The recorded webinars include things like choosing a curriculum, prayerfully planning your homeschool year, Fr. Pacwa’s Answers your question to faith and children, etc. Check it out! The webinars take a hour or more to watch, but they are worth your time.

The Homeschool Connections Webinar speakers are people like Fr. Pacwa (host on various programs on ETWN), Mureen Wittmann (author various books such as Catholic Homeschool Companion) and Danielle Bean (author and editorial director of Faith and Family).


#8

JoeSchmeau’s post illustrates the importance of knowing your family and what you want from homeschooling. His family made some choices that my family didn’t make or that we tried and didn’t like.

Many Catholics say wonderful things about Seton, but I’ve never been attracted by it–and for one reason other families are! I didn’t want our education at home to resemble going to school quite that closely. That isn’t to say anything bad about those who choose to use Seton, it simply isn’t something I’ve ever wanted to do.
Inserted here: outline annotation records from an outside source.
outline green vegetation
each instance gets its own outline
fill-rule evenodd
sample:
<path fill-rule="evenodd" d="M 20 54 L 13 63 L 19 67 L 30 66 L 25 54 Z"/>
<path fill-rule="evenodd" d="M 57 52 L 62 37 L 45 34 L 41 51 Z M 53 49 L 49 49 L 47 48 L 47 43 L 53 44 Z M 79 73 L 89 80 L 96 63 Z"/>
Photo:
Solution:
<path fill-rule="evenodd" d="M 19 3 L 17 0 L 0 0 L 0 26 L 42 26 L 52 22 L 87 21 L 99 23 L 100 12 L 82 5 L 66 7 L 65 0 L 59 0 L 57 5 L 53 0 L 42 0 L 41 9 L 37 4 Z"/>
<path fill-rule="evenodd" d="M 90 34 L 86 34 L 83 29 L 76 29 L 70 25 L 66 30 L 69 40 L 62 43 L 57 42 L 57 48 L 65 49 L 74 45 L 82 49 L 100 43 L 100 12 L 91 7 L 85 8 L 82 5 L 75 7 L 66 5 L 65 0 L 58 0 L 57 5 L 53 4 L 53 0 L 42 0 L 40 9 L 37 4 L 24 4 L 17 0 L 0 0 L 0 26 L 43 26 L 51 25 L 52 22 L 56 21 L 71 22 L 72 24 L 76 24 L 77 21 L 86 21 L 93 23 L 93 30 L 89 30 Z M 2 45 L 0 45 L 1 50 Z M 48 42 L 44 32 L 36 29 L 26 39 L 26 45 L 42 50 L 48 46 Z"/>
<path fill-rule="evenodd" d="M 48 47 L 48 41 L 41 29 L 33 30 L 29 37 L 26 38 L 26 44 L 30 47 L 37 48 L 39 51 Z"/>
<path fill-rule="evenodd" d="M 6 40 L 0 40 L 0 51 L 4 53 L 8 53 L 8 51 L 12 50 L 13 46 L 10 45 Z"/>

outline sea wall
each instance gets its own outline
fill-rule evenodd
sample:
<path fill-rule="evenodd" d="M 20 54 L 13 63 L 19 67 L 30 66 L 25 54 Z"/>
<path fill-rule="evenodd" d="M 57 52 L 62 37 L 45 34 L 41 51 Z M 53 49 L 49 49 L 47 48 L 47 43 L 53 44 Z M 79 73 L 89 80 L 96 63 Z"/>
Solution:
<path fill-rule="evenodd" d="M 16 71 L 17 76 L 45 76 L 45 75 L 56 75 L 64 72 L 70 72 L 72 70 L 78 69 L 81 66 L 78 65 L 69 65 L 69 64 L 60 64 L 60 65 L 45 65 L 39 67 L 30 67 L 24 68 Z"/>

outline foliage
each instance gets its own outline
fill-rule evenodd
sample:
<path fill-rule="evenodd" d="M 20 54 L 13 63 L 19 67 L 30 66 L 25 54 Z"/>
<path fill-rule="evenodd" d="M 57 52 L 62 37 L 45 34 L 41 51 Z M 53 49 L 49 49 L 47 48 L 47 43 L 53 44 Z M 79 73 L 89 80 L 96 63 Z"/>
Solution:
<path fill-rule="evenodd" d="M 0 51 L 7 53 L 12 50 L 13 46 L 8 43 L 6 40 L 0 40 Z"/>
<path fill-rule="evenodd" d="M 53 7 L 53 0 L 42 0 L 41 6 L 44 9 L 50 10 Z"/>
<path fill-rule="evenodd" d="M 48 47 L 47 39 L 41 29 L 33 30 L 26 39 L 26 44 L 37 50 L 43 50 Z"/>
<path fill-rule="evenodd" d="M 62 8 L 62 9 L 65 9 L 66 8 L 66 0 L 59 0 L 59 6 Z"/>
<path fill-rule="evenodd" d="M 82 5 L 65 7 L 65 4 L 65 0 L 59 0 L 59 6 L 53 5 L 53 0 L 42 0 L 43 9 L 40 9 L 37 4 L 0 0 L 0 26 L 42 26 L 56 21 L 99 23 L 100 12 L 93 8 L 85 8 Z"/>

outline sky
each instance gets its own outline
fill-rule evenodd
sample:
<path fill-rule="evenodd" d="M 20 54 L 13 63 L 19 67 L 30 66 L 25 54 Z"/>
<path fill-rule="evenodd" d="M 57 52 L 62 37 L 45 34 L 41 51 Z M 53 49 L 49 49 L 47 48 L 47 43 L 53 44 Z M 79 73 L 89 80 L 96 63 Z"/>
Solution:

Because I heard and read many wonderful things about Saxon math, we tried it early in our homeschooling experience. My son and I really, really, really didn’t like it–which surprised me because he loves math and is very good at it. Saxon simply didn’t work well with his learning style or my teaching style. I switched my son to Singapore mid-year that year. Singapore Math fits my family better.

Do the research, find what attracts you, explore it further, then make your decisions. If you try something and discover doesn’t work well for you or your child, you can switch. Eventually you will probably settle into the materials or programs you like best. At that point you might just tweak only one or two subjects each year, perhaps simply by adding some supplements to your core curriculum.


#9

In addition to above suggestions, if you have a PC at home, getting the JumpStart series for your young'uns is a great supplement. You can buy them used on ebay real cheap; Jumpstart PreSchool, JumpStart KinderGarden, Jumpstart 1st Grade (thru 5th grade), JumpStart Music, and on and on. Search ebay and you can often find bundles; even cheaper than buying singly. The kids love play/learning these on the pc & they're clean and wholesome; we use them as a 'reward' for the kiddos for finishing their 'textbook' work, etc.


#10

Angelicum Academy is THE BEST for Jr High and Highschool. I feel that it has prepared me VERY well for College. I can't speak highly enough about the online classes. Several of the teachers are college professors. All the classes are in the Socratic Method. It's improved my critical thinking by a billion times. It's a lot of reading though. Another great one is Mother of Divine Grace. My sophomore brother uses that, and it's an excellent program as well. :thumbsup:

I did a mix of stuff until about 7th grade. I think 5th grade onward It really helps to have a pre made lesson plan. In highschool I would say it's necessary. Before that my mom just did a mix of stuff and I turned out alright :D


#11

Rebecca, welcome to homeschooling. :) Classical Liberal Arts Academy offers a Biblical Studies online study course for Catholic homeschool students. It is a planned 7 year study. The first year will be available in Fall 2010 and focuses on the Pentateuch. It is taught by Dr. Nathan Schmiedicke. See the school's home page here www.classicalliberalarts.com and scroll down to the left for Biblical Studies. God bless!